Style Guide Guía de estilo
Style Guide for Grupo de Ecología y Conservación de Islas
Commit Messages
The following guidelines define how to write effective commit messages.
- Start with an emoji from the Gitmoji standard to indicate the type of change.
- Follow the emoji with an imperative verb (e.g., “Add”, “Fix”, “Refactor”).
- Describe why the change was made, not just what was changed.
- Prioritize explaining why over what.
- Limit each line to ≤ 80 characters.
- The first line must be a complete sentence and act as a summary.
- Separate the summary from the body with a blank line.
- The body should consist of well-formed paragraphs.
- The message length is unrestricted if needed for clarity.
- Prefer many small commits over few large ones.
Repository Content Rules
- Only plain text files may be committed (
csv,json,svg,tex,txt, etc.). - Binary files are not allowed, except under strict conditions (see below).
- Files must not exceed 1 MB or ~10,000 lines of code.
- Prefer
svgover any binary image format. - Binary images are allowed only if:
- They are required for application functionality, and
- Their largest dimension is ≤ 256 pixels.
- Any exception must be explicitly agreed upon.
Repository Structure (Class 3)
This structure is required for Class 3 repositories.
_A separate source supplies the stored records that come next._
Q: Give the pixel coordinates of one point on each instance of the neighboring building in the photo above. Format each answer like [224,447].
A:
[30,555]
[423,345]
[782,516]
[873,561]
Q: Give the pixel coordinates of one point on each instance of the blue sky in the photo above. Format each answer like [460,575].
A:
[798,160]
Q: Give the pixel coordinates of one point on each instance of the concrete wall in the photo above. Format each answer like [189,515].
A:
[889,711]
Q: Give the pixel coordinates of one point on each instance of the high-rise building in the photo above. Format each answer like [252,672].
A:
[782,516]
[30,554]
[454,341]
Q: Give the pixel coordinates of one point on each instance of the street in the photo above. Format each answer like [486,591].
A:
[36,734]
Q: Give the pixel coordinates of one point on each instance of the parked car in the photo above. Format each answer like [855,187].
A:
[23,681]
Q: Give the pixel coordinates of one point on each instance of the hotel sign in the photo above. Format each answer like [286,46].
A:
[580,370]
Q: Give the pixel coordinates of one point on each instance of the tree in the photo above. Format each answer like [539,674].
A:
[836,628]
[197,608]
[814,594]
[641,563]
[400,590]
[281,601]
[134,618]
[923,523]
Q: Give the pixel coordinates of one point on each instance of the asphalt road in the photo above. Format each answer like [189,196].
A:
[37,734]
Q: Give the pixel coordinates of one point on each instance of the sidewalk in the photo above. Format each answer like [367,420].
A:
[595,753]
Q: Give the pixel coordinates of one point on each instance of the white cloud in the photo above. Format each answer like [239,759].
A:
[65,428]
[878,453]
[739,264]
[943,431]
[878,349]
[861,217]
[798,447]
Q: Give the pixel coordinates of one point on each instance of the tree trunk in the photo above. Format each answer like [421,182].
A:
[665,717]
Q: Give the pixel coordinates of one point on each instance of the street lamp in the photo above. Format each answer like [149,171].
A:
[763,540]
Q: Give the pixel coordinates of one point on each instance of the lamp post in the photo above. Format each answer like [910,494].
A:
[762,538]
There is currently no defined standard for other repository classes.
The structure is inspired by Cookiecutter Data Science. Changes must be validated against that reference to avoid contradictions.
├── Dockerfile <- Required to build the repository image using
│ `docker build`
├── Makefile <- Instructions to create reports or results using Make
├── README.md <- Contains an ordered list of the expected project outputs
│ and is the only source that defines the required work
├── analyses.json <- Describes the relationships between files (data, reports,
│ results, scripts, etc.) of each analysis
├── bitbucket-pipelines.yml <- Bitbucket Pipeline configuration file
├── data/
│ ├── external/ <- Third-party data
│ ├── processed/ <- Processed data shaped to meet the requirements of
│ │ modules and packages for statistical analysis and modeling.
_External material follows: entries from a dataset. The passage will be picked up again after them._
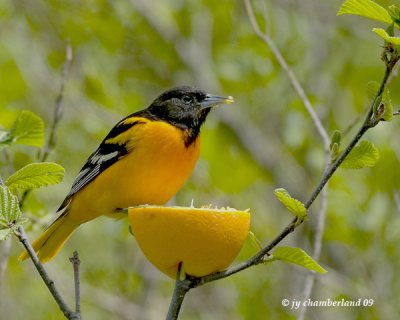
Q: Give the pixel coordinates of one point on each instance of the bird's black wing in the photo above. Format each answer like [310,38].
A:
[105,155]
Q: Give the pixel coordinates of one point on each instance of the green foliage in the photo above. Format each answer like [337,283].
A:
[297,256]
[371,10]
[137,49]
[10,213]
[394,13]
[385,36]
[293,205]
[362,156]
[28,129]
[384,104]
[36,175]
[365,8]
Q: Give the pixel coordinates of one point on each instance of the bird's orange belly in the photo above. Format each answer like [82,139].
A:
[151,173]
│ │ Also includes intermediate results not directly included
│ │ in the report, such as KML and SHP files.
│ └── raw/ <- Original, immutable raw data from GECI
│
├── docs/ <- Documentation for analysts
├── notebooks/ <- Jupyter notebooks
├── references/ <- Articles, books, and notes relevant to the project and
│ │ to the results being produced. This includes the articles
│ │ cited in the reports we generate
│ ├── references.bib <- Reference file for LaTeX in BibTeX format
│ └── references.md <- List of references with descriptions and hyperlinks in
│ Markdown
│
├── renv.lock <- Record of installed R packages and their versions. This
│ file is generated with the `renv` package and is equivalent
│ to the `requirements.txt` file generated with `pip freeze`
├── reports/ <- Reports and presentations intended for the corresponding
│ │ project director. Preferred source formats for reports are
│ │ LaTeX and Markdown. Plain text formats are preferred to
│ │ enable version control. Reports are delivered in PDF format
│ │ or, if required by the Director, Pandoc is used to convert
│ │ them to Word.
│ ├── figures/ <- Figures included in analysis reports
│ ├── non-tabular/ <- Non-tabular results included in analysis reports
│ └── tables/ <- Tables included in analysis reports
│
├── requirements.txt <- Lists the requirements to set up the environment for
│ analysis, for example it can be generated with:
│ `pip freeze > requirements.txt`
├── src/ <- Scripts used in this project
└── tests/ <- Tests that verify the reproducibility of results
Project Core Configuration
Makefile
The Makefile must contain three sections:
allphony target: Lists all primary outputs defined inanalyses.json.- Per-result blocks: Variable declarations, rules for main targets, rules for dependencies, and phony rules for dependencies.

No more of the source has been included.